Assim, observadas determinadas condições de elegibilidade, a exemplo das acima citadas, a Câmara dos Deputados, pela maioria de todos os seus membros ou pela maioria da Comissão de Constituição e Justiça, poderia indicar, em votação aberta, os dois cidadãos de notório saber jurídico e comprovado conhecimento e experiência com o Judiciário brasileiro. Na OAB, o Conselho Federal, em votação aberta e fundamentada, escolheria, por maioria, os dois advogados. No Ministério Público Estadual e Federal vingaria o atual sistema. Na magistratura, cada categoria elegeria os seus representantes através do voto direto de todos os juízes e não das associações, observada a categoria de desembargador e juiz (estadual, federal e trabalhista). Não faz sentido, no entanto, a presença de um membro a mais do Judiciário Trabalhista. Por representar a maioria esmagadora dos juízes no Brasil, a magistratura estadual de primeiro grau elegeria dois nomes. Neste caso, o ministro do TST concorreria com os desembargadores do trabalho por uma única vaga. O Presidente do Supremo continuaria presidindo o Conselho e o ministro do STJ exercendo o cargo de Corregedor, com as indicações ocorrendo conforme os comandos atuais. Ao Senado da República, caberia, afora os casos do Presidente do Supremo e do ministro do STJ, referendar ou não as escolhas. Ao Presidente da República, enfim, competiria a nomeação de todos, inclusive com o poder de veto, o qual seria fundamentado e poderia ser derrubado por maioria qualificada do Senado.

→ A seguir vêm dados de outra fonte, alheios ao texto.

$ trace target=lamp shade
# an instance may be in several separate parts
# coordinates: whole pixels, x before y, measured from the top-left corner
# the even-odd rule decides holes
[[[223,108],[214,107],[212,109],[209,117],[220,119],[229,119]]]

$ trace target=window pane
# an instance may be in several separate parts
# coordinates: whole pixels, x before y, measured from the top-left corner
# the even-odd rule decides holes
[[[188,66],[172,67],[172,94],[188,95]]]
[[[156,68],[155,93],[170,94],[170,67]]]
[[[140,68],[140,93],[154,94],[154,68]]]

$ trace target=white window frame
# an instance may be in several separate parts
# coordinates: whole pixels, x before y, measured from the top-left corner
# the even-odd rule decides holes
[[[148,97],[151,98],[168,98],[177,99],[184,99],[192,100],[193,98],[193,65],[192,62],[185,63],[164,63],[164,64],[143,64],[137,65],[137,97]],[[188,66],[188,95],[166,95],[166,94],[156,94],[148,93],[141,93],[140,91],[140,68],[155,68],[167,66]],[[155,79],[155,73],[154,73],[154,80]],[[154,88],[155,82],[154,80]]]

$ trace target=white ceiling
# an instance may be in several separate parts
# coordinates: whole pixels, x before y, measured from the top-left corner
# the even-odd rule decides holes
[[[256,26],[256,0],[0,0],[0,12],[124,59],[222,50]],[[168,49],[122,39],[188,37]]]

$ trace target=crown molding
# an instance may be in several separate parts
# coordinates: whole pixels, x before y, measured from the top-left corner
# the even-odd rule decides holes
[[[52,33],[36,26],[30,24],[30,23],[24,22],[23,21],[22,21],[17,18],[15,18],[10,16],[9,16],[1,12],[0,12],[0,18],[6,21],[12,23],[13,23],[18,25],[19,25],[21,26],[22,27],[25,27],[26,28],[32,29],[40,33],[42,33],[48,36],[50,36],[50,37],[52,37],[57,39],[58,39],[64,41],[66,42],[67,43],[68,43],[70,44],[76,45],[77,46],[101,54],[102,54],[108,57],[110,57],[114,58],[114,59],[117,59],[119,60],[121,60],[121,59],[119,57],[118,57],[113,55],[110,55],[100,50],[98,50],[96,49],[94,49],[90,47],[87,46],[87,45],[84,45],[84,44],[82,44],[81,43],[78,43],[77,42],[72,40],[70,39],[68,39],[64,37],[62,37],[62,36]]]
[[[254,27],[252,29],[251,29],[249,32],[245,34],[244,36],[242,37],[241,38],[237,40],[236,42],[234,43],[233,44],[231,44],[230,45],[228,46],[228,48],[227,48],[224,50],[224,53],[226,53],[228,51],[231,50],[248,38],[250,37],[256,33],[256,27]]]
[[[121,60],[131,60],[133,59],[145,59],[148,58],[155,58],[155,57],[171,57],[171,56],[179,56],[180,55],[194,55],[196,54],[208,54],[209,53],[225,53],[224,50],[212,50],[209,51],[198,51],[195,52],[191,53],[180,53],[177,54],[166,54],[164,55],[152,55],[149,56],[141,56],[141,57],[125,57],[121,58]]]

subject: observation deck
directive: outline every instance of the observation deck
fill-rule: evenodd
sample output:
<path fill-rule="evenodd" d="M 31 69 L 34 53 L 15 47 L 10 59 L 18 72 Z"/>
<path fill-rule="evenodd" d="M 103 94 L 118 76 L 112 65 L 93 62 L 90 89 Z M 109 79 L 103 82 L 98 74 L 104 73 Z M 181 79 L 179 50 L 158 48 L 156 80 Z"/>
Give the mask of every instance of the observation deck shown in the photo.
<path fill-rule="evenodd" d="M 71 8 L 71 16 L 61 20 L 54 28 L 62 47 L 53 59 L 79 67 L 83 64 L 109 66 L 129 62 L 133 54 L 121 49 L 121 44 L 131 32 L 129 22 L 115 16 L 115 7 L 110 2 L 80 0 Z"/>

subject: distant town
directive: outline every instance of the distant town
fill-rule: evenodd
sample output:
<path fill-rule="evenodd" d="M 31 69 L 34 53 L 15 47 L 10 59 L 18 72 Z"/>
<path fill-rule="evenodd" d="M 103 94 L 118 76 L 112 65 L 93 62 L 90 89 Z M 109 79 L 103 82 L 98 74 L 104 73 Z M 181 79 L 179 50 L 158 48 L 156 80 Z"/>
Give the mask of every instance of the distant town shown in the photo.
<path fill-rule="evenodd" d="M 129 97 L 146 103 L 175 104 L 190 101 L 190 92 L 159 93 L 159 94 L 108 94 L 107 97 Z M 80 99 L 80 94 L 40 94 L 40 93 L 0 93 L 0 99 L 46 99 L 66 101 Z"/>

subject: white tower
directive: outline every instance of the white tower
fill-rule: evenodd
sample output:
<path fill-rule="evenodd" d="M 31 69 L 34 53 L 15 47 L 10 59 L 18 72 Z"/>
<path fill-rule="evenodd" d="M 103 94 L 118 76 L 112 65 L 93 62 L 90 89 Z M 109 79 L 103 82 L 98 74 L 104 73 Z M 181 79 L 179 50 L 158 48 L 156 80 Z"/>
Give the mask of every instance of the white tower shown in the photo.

Não podemos deixar que escamoteiem os problemas reais com falsas polêmicas. Não podemos permitir o enfraquecimento da magistratura em nome de prováveis grupelhos que desejam comandar verticalmente os juízes. É preciso tocar nas questões chaves, como a qualificação e forma de escolha dos conselheiros, a legislação pertinente para punições e recursos administrativos e o bizarro sistema processual penal brasileiro que não pune mais ninguém com eficiência. Em sua jurisdição, o magistrado é pleno e suas garantias, prerrogativas e bons vencimentos devem ser preservados, como em qualquer país central, em nome de uma justiça, no mínimo, com padrões razoáveis. Se a questão é a punição dos maus juízes, que eles sejam castigados e que saiam da magistratura. Os bons agradecem e, por isso, não têm medo do CNJ.